Основная, вернее, единственная цель – личностный рост, и ваш, и мой. Я знаю больше вас, я прожил больше вас… вы же – взглянем правде в глаза – в большинстве своем богаче меня финансово… а в остальном – мы равны. Я не буду вас учить, мы будем учиться вместе. И никто никого здесь не будет воспитывать – пусть это станет первым правилом наших собраний…
Разумеется, его избрали председателем Клуба. Смешно было бы, если б ученики избрали председателем не педагога. Впрочем, он дал им полную свободу на сей счет, гарантировав, что если выберут кого-то другого, это, во-первых, окажется уникальным экспериментом, в котором он с наслаждением поучаствует, и во-вторых, кто бы ни стал председателем, он окажет этому герою любую посильную помощь.
Демагогия, конечно.
В группу вошли только старшеклассники. Духовное развитие личности происходило через тренинги и ролевые игры. Программа и план занятий не вызвали у администрации гимназии возражений. Тренинг успешности. Тренинг коммуникативности. Тренинг принятия решений. Тренинг уверенного поведения. А также все прикладные «примочки»: роли в команде, психологическая подготовка к сдаче экзаменов, умение вступать в дискуссию (тренинг ведения переговоров в применении к экзаменам), язык жестов, умение тянуть время, чтобы собраться с мыслями, умение переформулировать вопрос…

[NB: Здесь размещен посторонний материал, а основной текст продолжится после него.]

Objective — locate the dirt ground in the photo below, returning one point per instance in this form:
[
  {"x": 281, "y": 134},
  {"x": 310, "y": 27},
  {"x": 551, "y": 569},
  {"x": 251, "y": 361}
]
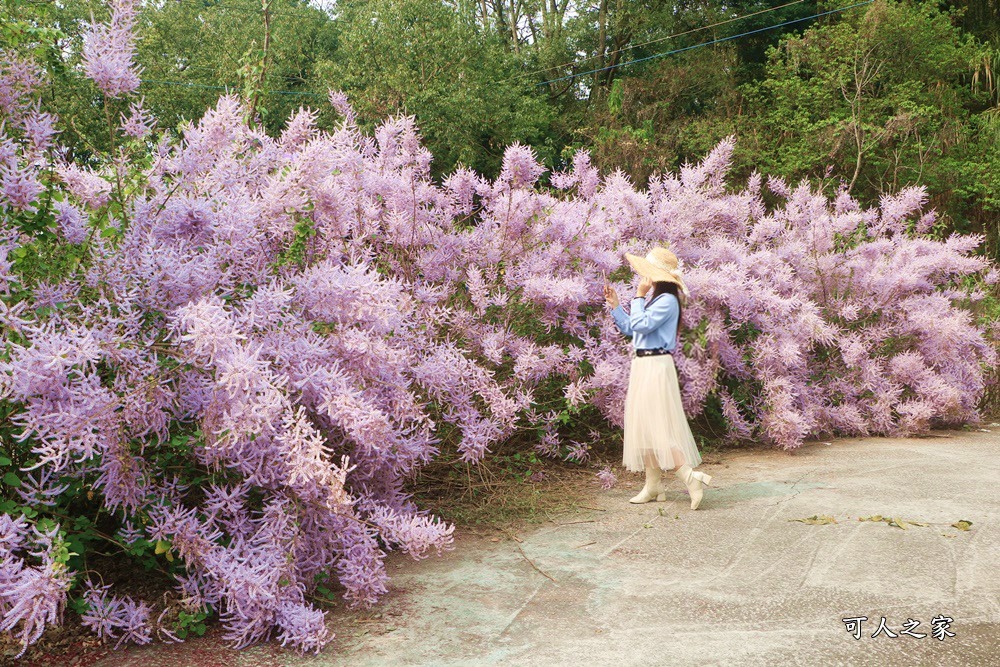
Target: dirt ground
[{"x": 742, "y": 581}]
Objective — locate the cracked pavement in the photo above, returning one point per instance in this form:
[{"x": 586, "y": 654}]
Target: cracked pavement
[{"x": 738, "y": 582}]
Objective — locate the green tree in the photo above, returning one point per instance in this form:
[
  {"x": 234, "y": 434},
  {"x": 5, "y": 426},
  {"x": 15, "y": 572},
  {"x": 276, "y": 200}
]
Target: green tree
[{"x": 423, "y": 58}]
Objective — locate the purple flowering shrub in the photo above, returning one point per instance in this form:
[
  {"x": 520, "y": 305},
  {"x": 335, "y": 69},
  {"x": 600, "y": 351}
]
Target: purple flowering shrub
[{"x": 235, "y": 349}]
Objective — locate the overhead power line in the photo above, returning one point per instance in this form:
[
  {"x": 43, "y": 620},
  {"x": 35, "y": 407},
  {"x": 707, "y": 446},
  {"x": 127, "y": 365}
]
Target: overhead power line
[
  {"x": 709, "y": 43},
  {"x": 660, "y": 39}
]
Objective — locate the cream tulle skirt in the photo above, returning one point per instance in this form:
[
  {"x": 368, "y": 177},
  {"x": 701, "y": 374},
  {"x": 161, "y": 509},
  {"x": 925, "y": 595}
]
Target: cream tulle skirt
[{"x": 655, "y": 425}]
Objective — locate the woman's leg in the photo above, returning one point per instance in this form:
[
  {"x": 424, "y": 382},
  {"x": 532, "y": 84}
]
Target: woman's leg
[
  {"x": 695, "y": 482},
  {"x": 653, "y": 489}
]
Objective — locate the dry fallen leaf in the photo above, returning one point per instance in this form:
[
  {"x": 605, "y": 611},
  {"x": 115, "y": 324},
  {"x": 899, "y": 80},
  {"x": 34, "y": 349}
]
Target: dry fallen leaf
[{"x": 817, "y": 520}]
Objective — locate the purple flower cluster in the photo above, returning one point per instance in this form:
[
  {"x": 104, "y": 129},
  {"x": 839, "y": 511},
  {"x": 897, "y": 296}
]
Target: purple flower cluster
[
  {"x": 108, "y": 50},
  {"x": 33, "y": 581},
  {"x": 321, "y": 319}
]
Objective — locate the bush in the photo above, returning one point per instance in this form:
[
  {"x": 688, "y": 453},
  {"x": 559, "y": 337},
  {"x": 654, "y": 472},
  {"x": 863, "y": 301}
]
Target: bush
[{"x": 233, "y": 349}]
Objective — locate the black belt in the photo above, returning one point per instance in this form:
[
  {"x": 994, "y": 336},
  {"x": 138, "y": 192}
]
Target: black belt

Однако Дьявол, как известно, кроется в деталях.
Вот, например, «тест с приколом», где ученикам сначала вдалбливали, что сейчас их проверят на готовность подчиняться, заставляли прилюдно совершать нелепые вещи, а в конце выяснялось, что это всего лишь проверка на внимательность и на четкое выполнение команд (первый пункт задания был все прочитать и только потом делать). Типичный образчик того, как руководитель повышает свой авторитет через унижение членов группы, – квалифицировал сей «прикол» психолог от прокуратуры.
Кстати, именно после этого занятия Маша Коровина и совершила первую попытку самоубийства: перерезала себе вены в ванной…
Или другая задача, поставленная учителем перед школьниками: собрать к утру деньги для детского дома. Времени дается – только вечер и ночь. Вкладывать собственные средства или просить у родителей – запрещено. Воровать – тем более. Если просишь у кого-то постороннего, то обязательно объясняй, что это на помощь детям. Короче, цель игры – найти благотворителя. Как хочешь, так и крутись… К утру Клуб собрал 33 тысячи. И это – на группу из 20 школьников! (Марина была потрясена. Ничего себе! Умел же господин председатель заводить дурачков на подвиги…)
А чего стоит одна только ролевая игра с яйцом!
Каждому члену Клуба он выдал сырое яйцо, с которым впредь надлежало обращаться, как с живым существом. Этакий доведенный до абсурда тамагочи. Яйцо нужно было постоянно носить с собой и ни в коем случае не разбить. Беречь его. Не заморозить, не перегреть. Укладывать спать где-нибудь рядом. И все это – в течение недели… Мало кто выдержал испытание. Большинство быстро зверело, разбивало яйца собственными руками, а потом сильно переживало. Некоторые, наоборот, настолько привязывались к своим «деточкам», что выходили из этого состояния долго и мучительно.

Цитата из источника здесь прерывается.